Cassie Bjork:                       Yeah, eating more carbs and eating less calories and exercising more. I totally disagree with that and I think that a lot of women who have PCOS, they’ve already tried that before. They’ve done a lot of their own research, a lot of times that’s the first step you come across because it’s just so prevalent, there’s so much mixed information out there and I think it’s okay to question those things and to do it respectfully. I think that’s the one thing that can be really scary when you’re talking to a healthcare professional whether it’s your doctor or a dietician is questioning things and it doesn’t have to be like, “Hey, look at this study that I read. I don’t think I should be counting calories.”

Cassie Bjork:                       I can just be questioning and saying, “I’ve tried that before, it doesn’t seem to work for me. I have heard some information about doing the opposite of that. What do you think of that?” I think just starting that conversation because ultimately you are in control of your health and it can be easy to blame your doctor, blame the dietician. It’s up to you and if you are going to see a healthcare practitioner that doesn’t have an approach that resonates with you, you don’t have to go back to them. You can go see somebody else. I think that’s the really exciting empowering thing about all this information that we have at our fingertips and on the internet and on podcast like yours is that we are so much more empowered and we don’t have to continue following the advice of a practitioner if it doesn’t resonate with us.

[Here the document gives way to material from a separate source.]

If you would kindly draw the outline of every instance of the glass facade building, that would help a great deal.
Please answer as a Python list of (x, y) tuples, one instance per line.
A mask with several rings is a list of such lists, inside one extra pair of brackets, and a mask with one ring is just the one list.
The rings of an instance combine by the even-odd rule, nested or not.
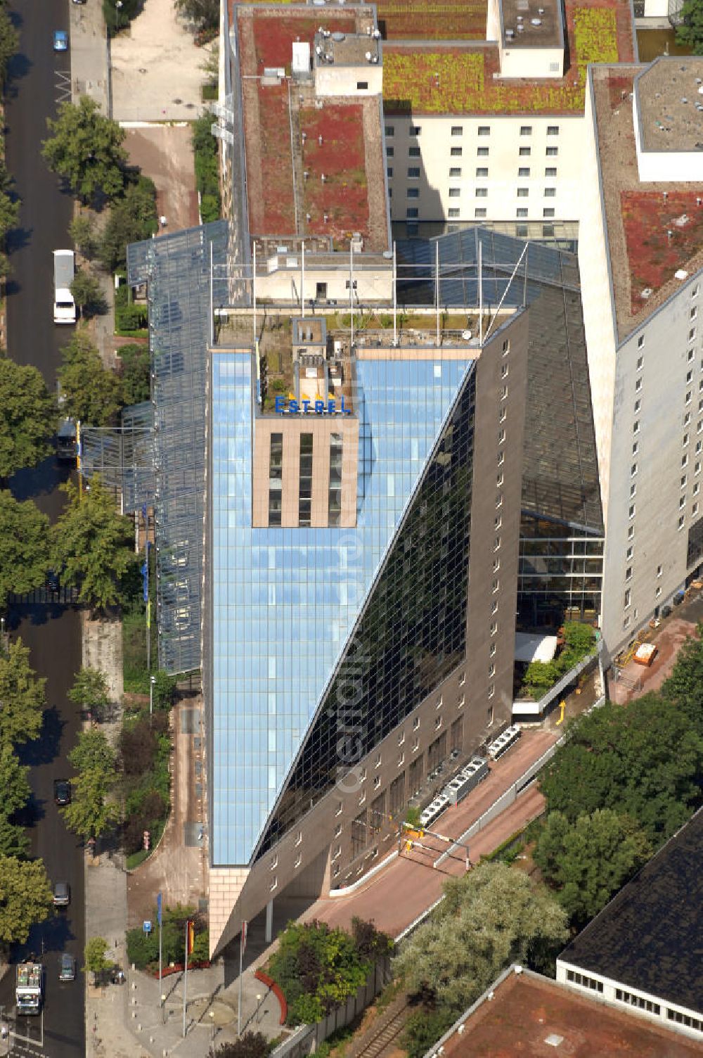
[(211, 354), (214, 865), (270, 847), (358, 760), (346, 728), (368, 752), (461, 656), (474, 361), (428, 355), (355, 364), (356, 525), (259, 529), (253, 358)]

Amy:                                     That’s great advice. I talk about being a diva at the doctor. It’s not in a rude way. It’s just standing up and advocating for yourself and making sure that your voice and your needs are heard. It’s the same thing.

Cassie Bjork:                       Totally.

Amy:                                     Maybe you could tell us a little bit more about the industry, the dietician industry, maybe some other reasons why you stepped away.

Cassie Bjork:                       I wanted to circle back to that a little bit. I’m totally happy to dive in and talk about what happened with me. I also want to just preface this by saying that I think that my situation with licensure and all these that we’re going to go into I think it demonstrates a significant problem in the industry and in the credentialing process and in governing boards, and I don’t think that every dietician will run into what I ran into. This might be one of those outlier situations, and it could also be the beginning of more like this. I don’t know and I don’t have the answer, but I just want to share that whether you’re a consumer listening to this or even a professional in the healthcare industry.

I just want to share what happened to me and hope just to spread the awareness because the thing is the day that I earned my certification as a licensed dietician, this was one of the most important days of my life. I worked really, really hard for that credential and the authority that I believe that it gave me, I was like ready to use it. I was gung-ho. I was ready to help people with their health and weight loss goals and then what happened was just a few years into my career something really unexpected happened. The Minnesota Board of Nutrition and Dietetics, they served me with papers to cease and desist my approach to weight loss.

Then from there, I fought for almost six years to keep my license and it was earlier this year that I finally surrendered it. Just to recap, at the beginning, remember I was confused what we were taught in dietician school and I followed the rules and I had gained the over 20 pounds, and I questioned those rules. I set out on this journey of discovering what the research actually showed and it brought up all those big questions. To my pleasant surprise as I applied all the new information that I was learning to my own life, that’s when my life began to change. That’s when my energy levels went up, my cravings disappeared, the pounds came off, and I knew I was onto something.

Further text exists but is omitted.